Tentativa petista de substituir Geraldo Alckmin por nome do MDB na vice de Lula gera polêmica

2 min de leitura
Lula e Helder Barbalho

Lula e Helder Barbalho

MDB Rejeita Aliança com o PT para 2026

O Palácio do Planalto tentou seduzir o MDB com ofertas de ministérios e a vice-presidência, mas a estratégia não teve sucesso. Renan Calheiros e Helder Barbalho trabalharam nos bastidores para manter o partido na base de Lula, porém, a resistência foi forte.

No início de março, o vice-governador de Goiás, Daniel Vilela, liderou um movimento que evidenciou a insatisfação interna: 17 dos 27 diretórios estaduais do MDB assinaram um manifesto contra qualquer aliança nacional com o PT. O documento foi claro ao afirmar que o MDB “não aceitará, sob nenhuma hipótese, estar associado” ao governo atual. Vilela reforçou a posição, afirmando que “a chance de o MDB se coligar com o PT em nível nacional é absolutamente zero”.

Reação do MDB e Tensão Interna

A tentativa do PT de substituir Geraldo Alckmin por um nome do MDB na vice-presidência de Lula foi o estopim para a rebelião interna. O movimento, que visava atrair o partido, teve o efeito oposto e intensificou a resistência. Entre os signatários do manifesto estão prefeitos influentes, como Ricardo Nunes, de São Paulo, e Sebastião Melo, de Porto Alegre, que representam cerca de 70% da convenção nacional do MDB.

Enquanto isso, a ala governista tenta manter o apoio. Jader Barbalho Filho, ministro das Cidades, chegou a sugerir que o MDB apoie Lula no primeiro turno “por coerência”, mas essa narrativa não teve ressonância fora do Nordeste.

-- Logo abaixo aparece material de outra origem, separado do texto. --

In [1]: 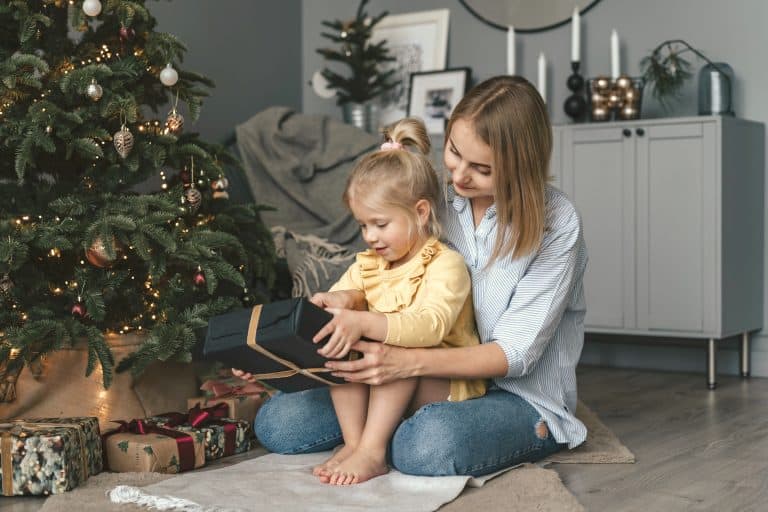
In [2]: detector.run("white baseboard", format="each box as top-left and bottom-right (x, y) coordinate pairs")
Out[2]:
(580, 335), (768, 379)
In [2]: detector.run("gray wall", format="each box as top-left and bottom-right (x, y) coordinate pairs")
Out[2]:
(302, 0), (768, 376)
(152, 0), (302, 142)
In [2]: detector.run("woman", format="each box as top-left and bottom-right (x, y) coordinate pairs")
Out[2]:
(236, 76), (587, 476)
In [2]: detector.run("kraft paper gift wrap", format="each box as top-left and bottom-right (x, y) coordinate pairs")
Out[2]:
(0, 417), (102, 496)
(104, 420), (205, 473)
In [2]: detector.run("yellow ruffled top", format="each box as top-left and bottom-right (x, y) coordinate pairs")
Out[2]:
(331, 238), (485, 401)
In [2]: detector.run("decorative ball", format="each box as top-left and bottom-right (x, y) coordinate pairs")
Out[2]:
(184, 188), (203, 212)
(165, 109), (184, 135)
(112, 125), (133, 158)
(160, 64), (179, 87)
(566, 73), (584, 91)
(83, 0), (101, 16)
(211, 178), (229, 199)
(120, 26), (136, 42)
(0, 274), (15, 294)
(85, 78), (104, 101)
(594, 76), (611, 94)
(85, 237), (117, 268)
(72, 302), (88, 318)
(615, 75), (632, 89)
(563, 94), (587, 119)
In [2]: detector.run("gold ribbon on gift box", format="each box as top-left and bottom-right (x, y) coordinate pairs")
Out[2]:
(248, 305), (337, 386)
(0, 420), (88, 496)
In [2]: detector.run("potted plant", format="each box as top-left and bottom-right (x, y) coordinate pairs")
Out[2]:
(317, 0), (400, 132)
(640, 39), (733, 114)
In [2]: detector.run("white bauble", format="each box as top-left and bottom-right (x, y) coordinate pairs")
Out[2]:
(83, 0), (101, 16)
(160, 64), (179, 87)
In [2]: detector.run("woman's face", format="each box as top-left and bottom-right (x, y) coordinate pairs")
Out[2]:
(443, 119), (494, 202)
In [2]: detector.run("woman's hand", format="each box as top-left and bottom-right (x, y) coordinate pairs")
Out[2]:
(325, 341), (420, 386)
(312, 308), (365, 359)
(309, 290), (368, 311)
(232, 368), (257, 384)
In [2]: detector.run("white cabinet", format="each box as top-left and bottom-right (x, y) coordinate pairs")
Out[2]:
(552, 116), (765, 387)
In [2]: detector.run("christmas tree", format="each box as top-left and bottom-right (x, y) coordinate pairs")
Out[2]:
(317, 0), (400, 105)
(0, 0), (275, 401)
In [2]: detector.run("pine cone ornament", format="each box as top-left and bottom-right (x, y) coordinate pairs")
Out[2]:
(112, 125), (133, 158)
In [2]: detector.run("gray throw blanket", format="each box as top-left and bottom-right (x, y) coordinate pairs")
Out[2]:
(236, 107), (380, 246)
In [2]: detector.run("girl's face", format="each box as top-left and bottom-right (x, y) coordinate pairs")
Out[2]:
(443, 119), (493, 203)
(349, 197), (428, 268)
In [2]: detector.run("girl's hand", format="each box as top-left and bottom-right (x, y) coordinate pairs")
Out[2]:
(232, 368), (256, 384)
(312, 308), (363, 359)
(325, 341), (414, 386)
(309, 290), (368, 311)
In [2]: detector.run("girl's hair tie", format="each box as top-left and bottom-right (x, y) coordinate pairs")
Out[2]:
(381, 140), (403, 151)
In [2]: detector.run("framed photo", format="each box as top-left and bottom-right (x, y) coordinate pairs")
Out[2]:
(371, 9), (450, 125)
(407, 68), (470, 133)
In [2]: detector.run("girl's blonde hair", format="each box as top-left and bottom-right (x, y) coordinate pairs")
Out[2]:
(344, 117), (441, 237)
(446, 76), (552, 261)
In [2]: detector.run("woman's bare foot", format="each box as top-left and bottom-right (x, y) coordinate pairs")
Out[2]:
(320, 449), (389, 485)
(312, 444), (355, 476)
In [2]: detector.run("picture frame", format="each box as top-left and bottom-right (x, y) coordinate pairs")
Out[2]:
(371, 9), (450, 126)
(407, 67), (471, 134)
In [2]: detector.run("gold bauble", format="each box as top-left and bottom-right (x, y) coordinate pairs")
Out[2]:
(615, 75), (632, 89)
(112, 125), (133, 158)
(85, 237), (117, 268)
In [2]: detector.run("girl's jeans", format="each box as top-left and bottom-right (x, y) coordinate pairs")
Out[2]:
(254, 388), (565, 476)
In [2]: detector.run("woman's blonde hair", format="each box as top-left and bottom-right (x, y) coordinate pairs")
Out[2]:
(344, 117), (441, 237)
(446, 76), (552, 261)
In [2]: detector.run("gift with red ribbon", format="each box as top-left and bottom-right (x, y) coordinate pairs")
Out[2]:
(147, 403), (252, 460)
(102, 419), (205, 473)
(187, 380), (269, 423)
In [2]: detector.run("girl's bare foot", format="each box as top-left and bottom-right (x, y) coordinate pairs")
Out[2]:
(312, 444), (355, 476)
(320, 449), (389, 485)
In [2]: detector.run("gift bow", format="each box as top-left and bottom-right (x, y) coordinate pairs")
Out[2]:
(200, 380), (267, 399)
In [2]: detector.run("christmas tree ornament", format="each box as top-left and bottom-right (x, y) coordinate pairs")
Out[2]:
(163, 107), (184, 135)
(120, 25), (136, 43)
(83, 0), (101, 16)
(71, 295), (88, 318)
(193, 267), (205, 286)
(85, 78), (104, 101)
(0, 274), (15, 295)
(184, 185), (203, 213)
(211, 176), (229, 199)
(160, 64), (179, 87)
(85, 237), (117, 268)
(112, 124), (133, 158)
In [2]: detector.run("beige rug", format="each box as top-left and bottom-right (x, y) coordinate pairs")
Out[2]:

Movimentações Internas e Conflitos de Liderança

Nos bastidores, a tensão interna aumenta com a ambição do deputado federal Isnaldo Bulhões (MDB-AL), que busca a presidência nacional do partido. Ele pretende suceder Baleia Rossi e levar a legenda a uma postura mais alinhada à esquerda e ao projeto petista. Essa movimentação não passou despercebida, e Baleia Rossi está se reposicionando para fortalecer sua liderança, possivelmente apoiando a candidatura de Flávio Bolsonaro em São Paulo.

Expectativas para o Futuro do MDB

O PT já diminuiu suas expectativas de uma aliança formal com o MDB em nível nacional. O presidente do partido, Edinho Silva, reconheceu que as composições devem ser decididas estado a estado. A decisão oficial será tomada na convenção partidária, prevista para julho ou agosto, mas o recado dos diretórios já foi dado. A disputa pelo futuro do MDB se intensifica, e o partido, que foi crucial na vitória de Lula em 2022, pode se posicionar no campo oposto em 2026, algo que o Planalto está ciente.